Diğerlerinde de kurulacak KUDEB’ler sayesinde binlerce personele istihdam yolu açılır.
Kültür ve Turizm Bakanlığı KUDEB’lerin kurulması ve buralara uzman personelin yerleştirilmesi konusunun resmi takibini yapmalı.
*
Arkeologların istihdamı yolunda yapılabilecek, birçok ülkede olan bir şey daha var.
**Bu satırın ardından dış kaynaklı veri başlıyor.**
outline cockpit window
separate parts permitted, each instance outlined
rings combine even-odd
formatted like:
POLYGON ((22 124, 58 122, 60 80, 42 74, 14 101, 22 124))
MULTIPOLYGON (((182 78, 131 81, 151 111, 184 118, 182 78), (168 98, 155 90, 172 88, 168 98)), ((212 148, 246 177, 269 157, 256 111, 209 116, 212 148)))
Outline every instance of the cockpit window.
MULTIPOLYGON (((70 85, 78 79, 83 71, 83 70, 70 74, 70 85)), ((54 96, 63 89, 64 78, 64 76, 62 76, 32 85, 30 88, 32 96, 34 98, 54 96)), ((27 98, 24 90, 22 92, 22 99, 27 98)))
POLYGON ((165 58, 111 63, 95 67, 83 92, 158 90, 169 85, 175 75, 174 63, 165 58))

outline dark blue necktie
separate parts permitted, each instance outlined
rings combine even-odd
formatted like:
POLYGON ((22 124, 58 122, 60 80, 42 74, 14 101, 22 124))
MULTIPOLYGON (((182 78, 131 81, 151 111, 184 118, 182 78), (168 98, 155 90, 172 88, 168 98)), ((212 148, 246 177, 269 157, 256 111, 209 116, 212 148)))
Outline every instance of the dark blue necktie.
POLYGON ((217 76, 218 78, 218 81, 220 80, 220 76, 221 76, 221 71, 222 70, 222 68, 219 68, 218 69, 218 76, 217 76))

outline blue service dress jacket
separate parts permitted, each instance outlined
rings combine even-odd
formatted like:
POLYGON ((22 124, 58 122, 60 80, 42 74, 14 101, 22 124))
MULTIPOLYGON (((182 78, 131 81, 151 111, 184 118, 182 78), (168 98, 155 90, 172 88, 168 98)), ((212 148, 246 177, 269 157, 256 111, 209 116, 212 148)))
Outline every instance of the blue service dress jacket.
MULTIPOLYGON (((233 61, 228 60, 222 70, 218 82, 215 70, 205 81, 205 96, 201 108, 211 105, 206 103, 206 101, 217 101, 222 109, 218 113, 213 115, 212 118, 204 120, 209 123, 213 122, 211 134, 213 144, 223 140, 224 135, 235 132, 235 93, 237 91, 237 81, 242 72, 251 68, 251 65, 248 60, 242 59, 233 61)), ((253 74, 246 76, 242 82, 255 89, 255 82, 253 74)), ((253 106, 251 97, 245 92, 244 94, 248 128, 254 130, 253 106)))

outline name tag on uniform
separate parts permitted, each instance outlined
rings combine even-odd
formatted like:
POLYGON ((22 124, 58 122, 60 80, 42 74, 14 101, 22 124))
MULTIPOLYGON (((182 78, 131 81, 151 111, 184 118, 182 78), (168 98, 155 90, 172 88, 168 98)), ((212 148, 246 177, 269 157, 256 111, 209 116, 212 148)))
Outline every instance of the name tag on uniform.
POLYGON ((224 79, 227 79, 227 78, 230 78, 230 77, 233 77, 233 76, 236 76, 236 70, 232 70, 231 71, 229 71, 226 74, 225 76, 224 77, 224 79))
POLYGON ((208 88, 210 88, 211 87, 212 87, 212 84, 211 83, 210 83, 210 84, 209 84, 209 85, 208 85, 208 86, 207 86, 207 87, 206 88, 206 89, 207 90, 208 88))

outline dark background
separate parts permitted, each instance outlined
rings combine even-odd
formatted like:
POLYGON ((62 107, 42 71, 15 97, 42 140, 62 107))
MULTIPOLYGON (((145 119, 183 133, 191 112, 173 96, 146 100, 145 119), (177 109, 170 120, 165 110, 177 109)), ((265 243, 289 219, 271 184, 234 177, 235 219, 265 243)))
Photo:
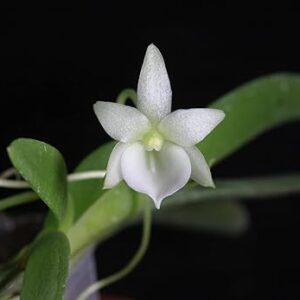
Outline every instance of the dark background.
MULTIPOLYGON (((165 57, 174 109, 205 107, 260 75, 300 72, 296 7, 109 3, 1 11, 1 169, 9 167, 6 146, 20 136, 57 147, 69 170, 108 141, 92 104, 114 101, 123 88, 136 87, 151 42, 165 57)), ((298 137, 296 123, 272 130, 213 174, 297 171, 298 137)), ((298 201, 297 196, 248 201, 252 227, 237 238, 154 227, 143 262, 106 292, 143 300, 299 299, 298 201)), ((140 229, 131 228, 102 245, 100 276, 118 270, 139 238, 140 229)))

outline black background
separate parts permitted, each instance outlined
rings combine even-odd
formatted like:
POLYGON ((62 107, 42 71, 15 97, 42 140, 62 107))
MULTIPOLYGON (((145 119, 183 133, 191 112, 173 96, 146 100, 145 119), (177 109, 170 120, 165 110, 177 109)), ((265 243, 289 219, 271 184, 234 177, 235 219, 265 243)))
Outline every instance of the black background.
MULTIPOLYGON (((300 72, 296 7, 199 1, 2 10, 0 165, 6 146, 31 137, 56 146, 69 170, 109 140, 92 110, 136 87, 146 47, 165 57, 173 109, 205 107, 257 76, 300 72)), ((299 99, 300 101, 300 99, 299 99)), ((300 169, 299 124, 272 130, 213 169, 215 177, 300 169)), ((107 289, 135 299, 299 299, 298 197, 249 201, 251 229, 239 238, 154 227, 140 266, 107 289)), ((97 251, 100 276, 134 253, 139 228, 97 251)))

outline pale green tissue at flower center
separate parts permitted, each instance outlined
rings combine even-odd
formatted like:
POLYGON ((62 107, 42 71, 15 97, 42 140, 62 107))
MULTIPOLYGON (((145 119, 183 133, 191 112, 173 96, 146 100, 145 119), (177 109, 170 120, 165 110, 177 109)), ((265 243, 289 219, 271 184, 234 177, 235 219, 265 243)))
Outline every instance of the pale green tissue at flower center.
POLYGON ((143 136, 142 142, 147 151, 160 151, 164 144, 164 138, 156 129, 152 129, 143 136))

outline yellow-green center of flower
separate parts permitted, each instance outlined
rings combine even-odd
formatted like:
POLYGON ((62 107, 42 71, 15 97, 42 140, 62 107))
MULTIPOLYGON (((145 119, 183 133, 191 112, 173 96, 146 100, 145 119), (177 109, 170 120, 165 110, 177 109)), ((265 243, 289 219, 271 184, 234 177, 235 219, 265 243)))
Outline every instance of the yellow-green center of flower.
POLYGON ((155 129, 147 132, 142 139, 147 151, 160 151, 164 144, 163 136, 155 129))

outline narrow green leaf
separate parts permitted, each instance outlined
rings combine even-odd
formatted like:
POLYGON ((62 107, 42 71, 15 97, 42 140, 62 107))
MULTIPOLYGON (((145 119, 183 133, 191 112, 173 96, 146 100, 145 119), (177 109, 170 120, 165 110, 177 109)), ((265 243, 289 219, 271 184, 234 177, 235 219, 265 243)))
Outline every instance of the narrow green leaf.
MULTIPOLYGON (((89 154, 75 169, 75 172, 105 170, 109 155, 115 146, 111 142, 89 154)), ((103 190, 103 179, 91 179, 69 183, 69 190, 74 200, 74 218, 78 219, 100 196, 103 190)))
POLYGON ((62 300, 68 276, 70 246, 59 231, 43 234, 29 257, 21 300, 62 300))
POLYGON ((215 183, 215 189, 187 186, 167 198, 163 207, 217 199, 264 199, 300 192, 300 174, 216 180, 215 183))
POLYGON ((14 167, 62 220, 67 205, 67 171, 60 152, 44 142, 25 138, 13 141, 7 151, 14 167))
POLYGON ((102 194, 67 233, 72 255, 103 239, 135 215, 138 199, 134 195, 125 183, 102 194))
POLYGON ((38 195, 33 192, 24 192, 14 196, 3 198, 0 200, 0 211, 25 203, 30 203, 38 199, 38 195))
POLYGON ((250 81, 213 102, 224 121, 198 146, 213 165, 261 133, 300 118, 300 76, 273 74, 250 81))
POLYGON ((237 235, 249 227, 250 218, 243 205, 223 199, 186 205, 177 209, 163 209, 155 213, 154 221, 189 230, 237 235))

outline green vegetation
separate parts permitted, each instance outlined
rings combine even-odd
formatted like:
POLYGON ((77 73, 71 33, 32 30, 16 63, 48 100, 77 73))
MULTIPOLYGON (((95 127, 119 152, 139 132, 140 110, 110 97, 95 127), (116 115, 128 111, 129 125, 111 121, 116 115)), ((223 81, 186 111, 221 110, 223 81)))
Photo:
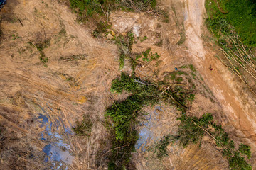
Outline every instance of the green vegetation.
POLYGON ((134 54, 132 52, 132 45, 134 43, 134 36, 132 31, 129 31, 126 36, 119 35, 115 38, 116 44, 118 46, 119 52, 119 70, 122 70, 124 67, 125 60, 128 60, 130 66, 133 70, 135 71, 137 62, 139 58, 146 62, 151 62, 156 60, 160 57, 160 55, 155 52, 151 52, 151 48, 148 48, 143 51, 142 54, 134 54))
POLYGON ((148 39, 147 36, 144 36, 142 38, 140 39, 140 42, 142 42, 144 40, 146 40, 146 39, 148 39))
POLYGON ((174 139, 172 135, 168 134, 164 136, 163 139, 155 144, 154 153, 156 154, 157 158, 161 159, 168 155, 167 146, 171 143, 174 139))
POLYGON ((186 101, 190 92, 178 85, 174 87, 169 86, 169 83, 144 81, 123 72, 121 77, 112 81, 110 89, 112 93, 122 94, 125 91, 132 95, 125 101, 115 101, 106 110, 105 118, 112 125, 110 125, 110 128, 114 136, 109 169, 124 169, 129 163, 138 138, 134 128, 137 123, 137 118, 144 106, 153 106, 164 101, 182 111, 186 110, 186 101), (168 91, 166 90, 167 89, 168 91))
POLYGON ((161 47, 163 46, 163 40, 161 39, 159 42, 156 42, 155 44, 154 44, 154 45, 156 45, 158 47, 161 47))
POLYGON ((216 142, 216 145, 222 149, 223 155, 228 159, 231 170, 251 170, 252 166, 241 156, 246 155, 250 159, 251 152, 250 146, 241 144, 236 149, 234 142, 230 140, 221 125, 217 125, 213 120, 210 113, 204 114, 201 118, 181 115, 177 120, 181 120, 178 125, 178 135, 176 137, 168 135, 163 141, 156 145, 156 155, 163 157, 167 154, 166 147, 174 139, 178 140, 183 147, 186 147, 191 143, 198 143, 205 135, 208 135, 216 142))
POLYGON ((216 38, 223 57, 218 58, 256 95, 256 15, 252 0, 208 0, 206 25, 216 38))
POLYGON ((47 67, 46 63, 48 62, 49 58, 46 57, 46 55, 43 52, 45 48, 47 48, 50 45, 50 39, 46 39, 44 41, 41 42, 37 42, 33 44, 32 42, 29 42, 28 44, 31 46, 35 47, 40 53, 40 61, 43 63, 43 65, 47 67))
POLYGON ((11 36, 13 37, 13 40, 16 40, 16 39, 21 38, 18 35, 18 33, 17 33, 17 34, 13 34, 13 35, 11 35, 11 36))
POLYGON ((256 4, 253 0, 207 0, 206 8, 207 26, 218 39, 233 34, 233 26, 244 44, 256 46, 256 4))
POLYGON ((85 115, 82 122, 77 122, 77 125, 75 128, 73 128, 74 132, 78 136, 90 136, 92 128, 92 122, 89 115, 85 115))
MULTIPOLYGON (((142 52, 142 56, 143 56, 142 60, 146 61, 146 62, 151 62, 153 60, 156 60, 160 57, 160 55, 159 55, 157 54, 157 52, 155 52, 154 54, 153 54, 151 52, 151 48, 148 48, 145 51, 142 52)), ((138 60, 138 59, 142 57, 142 56, 137 55, 136 57, 136 60, 138 60)))

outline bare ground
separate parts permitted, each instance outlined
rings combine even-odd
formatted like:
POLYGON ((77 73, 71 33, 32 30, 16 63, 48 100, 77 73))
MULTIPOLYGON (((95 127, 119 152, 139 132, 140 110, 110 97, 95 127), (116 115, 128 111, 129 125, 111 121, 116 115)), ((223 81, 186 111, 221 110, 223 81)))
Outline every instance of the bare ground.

Kültür Bakanlığı nezdinde yapılacak restorasyonlarda, ören yeri ve çevre düzenlemelerinde; ayrıca baraj, yol ve köprü yapımı gibi işlerde sözleşmelere arkeolog istihdamı şartı konulursa arkeologlar özel sektörde de istihdam edilebilir.
*
Tabii arkeologların tek sorunu istihdam değil.
Müzeler, gerçek anlamda ihtisas yapılacak alanlar olmalı. Bakanlık son yıllarda hizmet içi eğitimlere önem verdiyse de, yeterli olmuyor. Bir müzeci yurtdışındaki müzeleri, oradaki gelişmeleri ve yeni uygulamaları yakından görüp tanıyabilme imkânına sahip olmalı. Pratikte bu becerileri kazanmalı.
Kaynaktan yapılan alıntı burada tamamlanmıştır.